Dr. Shortliffe was Chair of the National Institutes of Health (NIH) Bladder Research Program Review Group that produced an HHS document that guided benign bladder research and funding for over a decade: Overcoming Bladder Disease: a Strategic Plan For Research, Deputy Chair of the NIH Consensus Panel on Impotence, a member of NIDDK Special Grants Chartered Review Committee, NIH Urology Strategic Planning Committee, and other NIH, NIDDK committees.

She examined basic mechanisms in prostatitis, effects of pregnancy and sex hormones on the urinary tract, urinary tract infections, and genitourinary imaging and physiology, and authored over 150 publications.

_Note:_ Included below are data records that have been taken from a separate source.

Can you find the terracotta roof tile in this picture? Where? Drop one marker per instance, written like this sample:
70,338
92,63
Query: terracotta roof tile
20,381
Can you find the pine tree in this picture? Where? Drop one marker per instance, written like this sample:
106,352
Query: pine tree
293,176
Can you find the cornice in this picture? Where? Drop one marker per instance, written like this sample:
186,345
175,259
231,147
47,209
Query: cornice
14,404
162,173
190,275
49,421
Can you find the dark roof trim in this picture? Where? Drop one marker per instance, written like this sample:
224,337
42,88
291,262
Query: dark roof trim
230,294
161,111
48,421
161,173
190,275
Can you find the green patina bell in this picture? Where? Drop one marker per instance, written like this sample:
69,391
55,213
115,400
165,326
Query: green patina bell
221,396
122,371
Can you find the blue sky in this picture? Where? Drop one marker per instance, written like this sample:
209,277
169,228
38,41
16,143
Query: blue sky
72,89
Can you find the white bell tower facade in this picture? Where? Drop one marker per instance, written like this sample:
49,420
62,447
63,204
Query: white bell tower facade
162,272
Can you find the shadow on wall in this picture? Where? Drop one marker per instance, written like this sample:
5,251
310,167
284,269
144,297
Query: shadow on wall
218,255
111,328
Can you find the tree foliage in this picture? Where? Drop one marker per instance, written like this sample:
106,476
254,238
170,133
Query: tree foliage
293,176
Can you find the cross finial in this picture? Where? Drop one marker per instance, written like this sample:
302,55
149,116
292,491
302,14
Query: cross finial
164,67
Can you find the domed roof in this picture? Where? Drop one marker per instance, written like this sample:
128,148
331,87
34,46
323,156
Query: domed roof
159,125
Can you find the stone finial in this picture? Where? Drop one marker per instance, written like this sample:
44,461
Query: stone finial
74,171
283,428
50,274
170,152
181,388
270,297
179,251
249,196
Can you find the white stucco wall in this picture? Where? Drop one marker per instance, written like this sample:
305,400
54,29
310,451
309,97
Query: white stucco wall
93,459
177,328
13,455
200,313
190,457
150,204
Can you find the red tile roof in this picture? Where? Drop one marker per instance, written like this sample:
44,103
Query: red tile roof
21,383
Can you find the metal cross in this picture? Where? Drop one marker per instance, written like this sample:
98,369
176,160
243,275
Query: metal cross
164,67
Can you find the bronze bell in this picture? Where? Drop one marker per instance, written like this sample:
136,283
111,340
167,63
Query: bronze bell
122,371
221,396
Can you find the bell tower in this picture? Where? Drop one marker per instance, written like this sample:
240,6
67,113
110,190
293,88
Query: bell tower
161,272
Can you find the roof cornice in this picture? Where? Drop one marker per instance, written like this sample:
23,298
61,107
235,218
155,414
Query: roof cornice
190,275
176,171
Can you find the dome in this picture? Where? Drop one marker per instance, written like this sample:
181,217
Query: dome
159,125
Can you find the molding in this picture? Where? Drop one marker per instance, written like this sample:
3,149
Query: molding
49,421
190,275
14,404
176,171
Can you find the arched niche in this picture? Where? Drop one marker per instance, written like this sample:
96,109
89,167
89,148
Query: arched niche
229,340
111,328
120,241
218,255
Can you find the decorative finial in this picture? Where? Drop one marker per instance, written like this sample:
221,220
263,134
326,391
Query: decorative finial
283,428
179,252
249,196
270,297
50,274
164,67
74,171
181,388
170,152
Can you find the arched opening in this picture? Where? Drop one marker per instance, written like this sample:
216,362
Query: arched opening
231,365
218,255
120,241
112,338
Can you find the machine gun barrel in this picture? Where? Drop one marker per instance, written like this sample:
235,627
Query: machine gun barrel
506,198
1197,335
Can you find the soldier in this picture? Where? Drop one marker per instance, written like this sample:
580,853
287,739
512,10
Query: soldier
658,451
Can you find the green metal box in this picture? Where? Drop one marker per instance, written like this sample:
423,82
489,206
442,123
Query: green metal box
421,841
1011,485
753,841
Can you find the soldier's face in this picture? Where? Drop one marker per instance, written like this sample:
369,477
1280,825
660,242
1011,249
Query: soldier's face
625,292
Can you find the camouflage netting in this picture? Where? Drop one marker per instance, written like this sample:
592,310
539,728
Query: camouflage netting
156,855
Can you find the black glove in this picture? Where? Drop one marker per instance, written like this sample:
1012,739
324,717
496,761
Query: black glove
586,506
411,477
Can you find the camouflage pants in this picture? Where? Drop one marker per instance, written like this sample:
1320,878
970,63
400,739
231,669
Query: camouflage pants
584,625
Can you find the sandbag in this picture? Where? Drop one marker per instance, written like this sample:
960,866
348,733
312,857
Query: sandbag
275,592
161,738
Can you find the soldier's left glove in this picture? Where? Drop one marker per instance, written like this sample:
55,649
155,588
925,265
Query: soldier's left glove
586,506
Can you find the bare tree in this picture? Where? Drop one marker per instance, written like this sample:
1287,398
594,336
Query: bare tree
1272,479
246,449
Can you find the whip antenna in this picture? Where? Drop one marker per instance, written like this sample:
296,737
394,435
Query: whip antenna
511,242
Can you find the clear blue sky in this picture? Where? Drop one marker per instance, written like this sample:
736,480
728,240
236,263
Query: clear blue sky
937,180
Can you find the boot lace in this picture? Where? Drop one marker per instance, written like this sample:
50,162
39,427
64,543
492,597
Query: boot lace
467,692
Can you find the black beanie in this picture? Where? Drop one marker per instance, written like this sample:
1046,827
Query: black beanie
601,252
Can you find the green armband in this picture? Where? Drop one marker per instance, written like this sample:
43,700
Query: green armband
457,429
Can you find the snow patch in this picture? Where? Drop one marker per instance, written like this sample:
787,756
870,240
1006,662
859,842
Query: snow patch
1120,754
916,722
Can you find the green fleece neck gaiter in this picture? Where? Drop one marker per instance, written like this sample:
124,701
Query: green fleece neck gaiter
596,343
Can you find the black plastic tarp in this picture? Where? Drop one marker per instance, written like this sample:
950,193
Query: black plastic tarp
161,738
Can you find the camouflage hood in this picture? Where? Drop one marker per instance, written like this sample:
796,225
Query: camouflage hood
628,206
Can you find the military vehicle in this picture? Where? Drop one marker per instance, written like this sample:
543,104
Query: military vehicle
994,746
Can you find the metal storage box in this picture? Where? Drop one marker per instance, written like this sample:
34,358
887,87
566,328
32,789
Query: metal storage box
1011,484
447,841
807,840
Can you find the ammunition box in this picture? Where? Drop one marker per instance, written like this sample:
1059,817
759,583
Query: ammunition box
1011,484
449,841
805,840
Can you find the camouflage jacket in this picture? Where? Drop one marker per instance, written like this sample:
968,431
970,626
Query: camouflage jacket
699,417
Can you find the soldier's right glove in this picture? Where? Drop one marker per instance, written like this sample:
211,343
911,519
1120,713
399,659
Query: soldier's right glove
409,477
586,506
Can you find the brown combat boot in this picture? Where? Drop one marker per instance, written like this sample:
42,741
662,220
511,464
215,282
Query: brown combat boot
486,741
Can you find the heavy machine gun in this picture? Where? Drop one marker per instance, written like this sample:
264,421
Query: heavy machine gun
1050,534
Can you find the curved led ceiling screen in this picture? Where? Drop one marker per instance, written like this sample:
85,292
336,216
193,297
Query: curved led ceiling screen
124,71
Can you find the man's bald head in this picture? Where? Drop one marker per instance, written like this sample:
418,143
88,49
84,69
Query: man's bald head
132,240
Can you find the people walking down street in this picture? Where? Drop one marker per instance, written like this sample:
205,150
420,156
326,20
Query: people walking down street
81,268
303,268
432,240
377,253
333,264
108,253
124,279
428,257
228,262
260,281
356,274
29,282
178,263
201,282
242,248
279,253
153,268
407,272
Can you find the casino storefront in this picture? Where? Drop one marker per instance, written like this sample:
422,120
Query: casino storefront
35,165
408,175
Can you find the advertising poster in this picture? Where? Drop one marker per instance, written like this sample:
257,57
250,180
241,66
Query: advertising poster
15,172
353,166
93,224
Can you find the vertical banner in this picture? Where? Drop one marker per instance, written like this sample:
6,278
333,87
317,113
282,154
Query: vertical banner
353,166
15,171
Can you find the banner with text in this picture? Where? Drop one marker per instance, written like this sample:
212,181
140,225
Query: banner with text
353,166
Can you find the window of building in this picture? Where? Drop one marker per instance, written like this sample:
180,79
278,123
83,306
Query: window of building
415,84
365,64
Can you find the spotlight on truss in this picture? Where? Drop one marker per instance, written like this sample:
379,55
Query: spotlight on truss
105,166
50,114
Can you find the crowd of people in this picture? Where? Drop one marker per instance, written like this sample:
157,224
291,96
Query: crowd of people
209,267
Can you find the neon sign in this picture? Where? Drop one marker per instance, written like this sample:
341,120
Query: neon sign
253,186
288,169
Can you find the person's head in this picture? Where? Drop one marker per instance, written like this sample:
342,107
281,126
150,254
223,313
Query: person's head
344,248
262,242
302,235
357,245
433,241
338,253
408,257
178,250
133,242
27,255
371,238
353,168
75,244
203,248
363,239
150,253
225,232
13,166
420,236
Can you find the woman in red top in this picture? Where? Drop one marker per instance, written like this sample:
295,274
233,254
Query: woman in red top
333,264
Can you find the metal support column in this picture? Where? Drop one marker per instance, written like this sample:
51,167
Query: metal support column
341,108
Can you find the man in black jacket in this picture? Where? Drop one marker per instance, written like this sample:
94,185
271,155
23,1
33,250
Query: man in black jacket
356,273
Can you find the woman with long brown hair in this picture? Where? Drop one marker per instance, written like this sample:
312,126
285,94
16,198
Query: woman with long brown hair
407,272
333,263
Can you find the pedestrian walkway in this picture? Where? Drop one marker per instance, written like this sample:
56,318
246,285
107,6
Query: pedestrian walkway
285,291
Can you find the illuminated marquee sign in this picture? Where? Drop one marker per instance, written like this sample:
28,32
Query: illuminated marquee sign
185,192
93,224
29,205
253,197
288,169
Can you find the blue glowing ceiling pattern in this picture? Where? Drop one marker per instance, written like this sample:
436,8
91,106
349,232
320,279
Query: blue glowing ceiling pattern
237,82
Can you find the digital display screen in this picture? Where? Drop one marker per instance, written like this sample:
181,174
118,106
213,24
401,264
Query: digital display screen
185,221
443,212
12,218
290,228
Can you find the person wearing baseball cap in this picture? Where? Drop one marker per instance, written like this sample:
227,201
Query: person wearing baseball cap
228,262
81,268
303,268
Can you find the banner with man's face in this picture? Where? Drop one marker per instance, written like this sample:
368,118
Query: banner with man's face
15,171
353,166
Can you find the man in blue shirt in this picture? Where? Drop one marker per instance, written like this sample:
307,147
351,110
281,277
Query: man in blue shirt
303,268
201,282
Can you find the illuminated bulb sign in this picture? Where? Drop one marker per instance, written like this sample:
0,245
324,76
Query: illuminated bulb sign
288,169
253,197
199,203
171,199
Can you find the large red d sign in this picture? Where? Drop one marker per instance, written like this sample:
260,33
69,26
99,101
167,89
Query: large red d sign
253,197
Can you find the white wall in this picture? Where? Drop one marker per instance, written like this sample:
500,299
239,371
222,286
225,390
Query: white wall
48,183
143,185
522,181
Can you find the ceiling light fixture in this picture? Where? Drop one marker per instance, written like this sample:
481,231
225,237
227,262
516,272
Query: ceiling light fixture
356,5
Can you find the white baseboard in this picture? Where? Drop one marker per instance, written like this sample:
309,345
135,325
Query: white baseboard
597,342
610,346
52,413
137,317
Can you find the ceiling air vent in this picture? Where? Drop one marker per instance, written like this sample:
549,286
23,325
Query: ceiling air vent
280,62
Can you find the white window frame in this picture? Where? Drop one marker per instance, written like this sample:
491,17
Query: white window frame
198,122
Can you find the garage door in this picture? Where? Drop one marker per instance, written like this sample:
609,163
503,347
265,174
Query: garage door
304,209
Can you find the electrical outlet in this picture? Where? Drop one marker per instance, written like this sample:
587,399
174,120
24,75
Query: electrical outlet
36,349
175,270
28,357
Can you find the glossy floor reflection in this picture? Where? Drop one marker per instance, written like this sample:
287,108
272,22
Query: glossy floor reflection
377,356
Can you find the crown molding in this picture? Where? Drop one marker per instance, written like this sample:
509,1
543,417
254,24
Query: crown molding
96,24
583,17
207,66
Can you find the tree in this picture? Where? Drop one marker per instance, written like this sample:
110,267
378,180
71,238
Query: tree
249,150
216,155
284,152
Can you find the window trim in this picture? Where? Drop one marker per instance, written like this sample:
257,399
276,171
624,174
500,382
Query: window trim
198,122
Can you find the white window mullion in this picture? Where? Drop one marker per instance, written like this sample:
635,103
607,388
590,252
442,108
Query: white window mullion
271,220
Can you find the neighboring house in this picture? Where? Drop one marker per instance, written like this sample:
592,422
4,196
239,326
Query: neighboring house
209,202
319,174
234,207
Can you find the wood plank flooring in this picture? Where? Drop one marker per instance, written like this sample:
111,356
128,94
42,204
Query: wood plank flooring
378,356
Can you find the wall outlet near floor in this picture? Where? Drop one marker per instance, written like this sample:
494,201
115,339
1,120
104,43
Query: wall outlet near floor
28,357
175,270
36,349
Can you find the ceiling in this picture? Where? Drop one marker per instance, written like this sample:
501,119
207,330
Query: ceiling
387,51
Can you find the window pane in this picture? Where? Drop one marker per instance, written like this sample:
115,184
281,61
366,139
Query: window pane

She is interested in advancing urologic scientific and medical education and was founding Chief of Pediatric Urology at Stanford University Medical Center (SUMC). She is Vice President of the American Association of Genitourinary Surgeons (AAGUS). She served as examiner, Trustee and President of the American Board of Urology (ABU) and member of the ABU/American Urological Association (AUA) Joint Exam Committee, President of the Society of University Urologists, Chair of the Society of Urology Chairs and Program Directors, Chair Urology Section of the American Academy of Pediatrics (AAP), Chair of American Urological Association (AUA)/European Association of Urology Academic Fellowship Program, as an Associate Editor AUA News, and member of the American College Graduate Medical Education (ACGME) Urology Residency Review Committee, and American Urological Association Council on Education, Publications, and Core Curriculum Steering Committees.

She was featured in the National Library of Medicine exhibit (http://www.nlm.nih.gov/changingthefaceofmedicine/physicians/biography_293.html), “Changing the Face of Medicine,” and recipient of the 2018 SWIU Jean Fourcroy Leadership Award, 2016 New York Academy of Medicine Ferdinand C. Valentine Medal, 2015 American Urological Association Distinguished Service Award, 2020 AUA Honorary Member, 2012 Distinguished Alumnae of Children’s Hospital of Philadelphia in Pediatric Urology, 2008 Stanford University Asian Faculty Award, and included in Forty Careers in Medicine, Stanford University School of Medicine 2000. She has been a visiting professor to multiple institutions including Kantha Bopha Children’s Hospital, Siem Reap Cambodia in 2018. She was interviewed for the Stanford University oral history project. She is a Director on the Board of Avenidas (a nonprofit to support programs for older adults and their families, Chairs the Nominating and Governance Committee), a member of California Council on Science & Technology (CCST, a nonprofit to provide objective advice on public policy issues involving science), and a consultant to Advanced MedTech. She was an independent Director at Vivus Inc., (public biopharmaceutical company), past member of the Medical Advisory Board (Urology) Bayer Pharmaceutical, Dornier Aries Medical Advisory Board, and Western Council of MedShare (MedShare.org; a nonprofit to improve healthcare and environment via recycling and redistributing medical supplies).

She received her AB cum laude in History and Science from Radcliffe/Harvard College, MD from Stanford University, urologic and chief residency training at Stanford University Medical Center, and pediatric urological training at Children’s Hospital of Philadelphia.